Watching this last film, I wondered what the problem was. The characters, Mike and Sulley, were the same, but where the earlier film seemed miraculously organic, there’s a sense of thinking by committee here. A few nice moments. Some laughs. Nothing more. And that could be said of Arthur Christmas , Hotel Transylvania , the Kung Fu Panda movies as well. Even the legendary Pixar short that preceded Monsters University — something called The Blue Umbrella — seemed, well, manufactured , as if it tumbled off an assembly line.

Could the frequency of these films be the problem? Earlier, when we used to get one (or maybe two) animated features every year, it was something special. Now, with a dozen such films crowding the theatres, have our standards become higher? Now that we see them all the time, have we begun to demand more than just bright and shiny entertainment that kids are guaranteed to love, with the odd pop-culture joke to keep us from nodding off? It could also be that the genre, if you want to call it that, has become over-familiar. The wisecracking anthropomorphism. The heart-warming messages. The set pieces intended to set the pulse racing. Maybe these have become as codified as the must-haves in our hero-oriented masala movies, and unless someone comes up with something really clever, we sit through these films neither thoroughly entertained, nor thoroughly bored.

And it takes a movie like Turbo to show us what things should be like. This is very much a Pixar-mould story — a snail dreams of becoming a race car driver (in Monsters University , Mike and Sulley dream of making it to the scare team) — and this preposterous premise is brought off with a flourish. After a really long time, I found myself rooting for a character in an animated film, which is just another way of saying how invested I was in that final race between this snail and actual race cars.

And yet, if I were in the movie-recommending business, I wouldn’t know what I’d do with Turbo . It’s better than Monsters University , but is that really something to go by? The animated sequel that broke my heart this summer was Despicable Me 2 . I loved the first film and it was sad to see something fresh become a formula. The yellow minions that were such a riot in the earlier film are now allowed to run amuck, and what was cute then becomes cloying here.

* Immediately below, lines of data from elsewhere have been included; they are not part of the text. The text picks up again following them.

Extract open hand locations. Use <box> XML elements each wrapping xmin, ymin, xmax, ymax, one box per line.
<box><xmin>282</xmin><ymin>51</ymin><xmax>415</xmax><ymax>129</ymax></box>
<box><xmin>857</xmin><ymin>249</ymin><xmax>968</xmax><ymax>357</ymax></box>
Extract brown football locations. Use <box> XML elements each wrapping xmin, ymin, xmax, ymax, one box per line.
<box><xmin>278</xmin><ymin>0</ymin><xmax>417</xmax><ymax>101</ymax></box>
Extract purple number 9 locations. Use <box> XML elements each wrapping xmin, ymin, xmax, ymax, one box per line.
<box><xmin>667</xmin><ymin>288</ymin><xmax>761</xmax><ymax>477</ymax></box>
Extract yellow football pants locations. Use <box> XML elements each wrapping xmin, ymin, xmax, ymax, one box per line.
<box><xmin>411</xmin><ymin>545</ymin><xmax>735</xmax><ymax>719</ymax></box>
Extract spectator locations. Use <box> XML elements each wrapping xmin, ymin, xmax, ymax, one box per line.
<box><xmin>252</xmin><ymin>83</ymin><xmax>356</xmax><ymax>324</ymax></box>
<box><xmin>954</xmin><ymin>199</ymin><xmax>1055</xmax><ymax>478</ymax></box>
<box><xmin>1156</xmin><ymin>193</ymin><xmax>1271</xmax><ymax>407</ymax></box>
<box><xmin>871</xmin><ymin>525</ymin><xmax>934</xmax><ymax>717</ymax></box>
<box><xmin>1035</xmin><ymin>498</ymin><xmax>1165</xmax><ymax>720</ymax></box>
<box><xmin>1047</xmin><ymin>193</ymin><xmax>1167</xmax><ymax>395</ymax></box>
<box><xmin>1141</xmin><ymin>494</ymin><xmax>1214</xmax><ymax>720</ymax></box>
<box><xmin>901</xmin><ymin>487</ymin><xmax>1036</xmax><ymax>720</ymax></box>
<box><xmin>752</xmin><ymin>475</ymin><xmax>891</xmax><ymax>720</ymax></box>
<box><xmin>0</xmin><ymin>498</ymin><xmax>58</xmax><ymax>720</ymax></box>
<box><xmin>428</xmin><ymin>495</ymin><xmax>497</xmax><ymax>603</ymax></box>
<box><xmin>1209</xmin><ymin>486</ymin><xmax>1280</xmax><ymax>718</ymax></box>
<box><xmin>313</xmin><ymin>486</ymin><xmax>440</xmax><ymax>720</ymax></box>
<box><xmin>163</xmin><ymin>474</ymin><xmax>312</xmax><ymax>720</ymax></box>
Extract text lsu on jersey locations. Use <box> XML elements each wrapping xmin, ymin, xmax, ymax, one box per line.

With the protagonist Gru, too, we no longer have the arc of a bad guy turning good. He’s now so neutered that he dresses up as a fairy princess, in blonde curls and a pink dress, for a kiddie birthday party. With live-action films, we know that sequels are just another way to make money, and we’ve gotten used to this fact. But when the same motive drives animated films — which somehow seem purer , more devoted to providing unadulterated joys to our inner children – it can seem quite... despicable.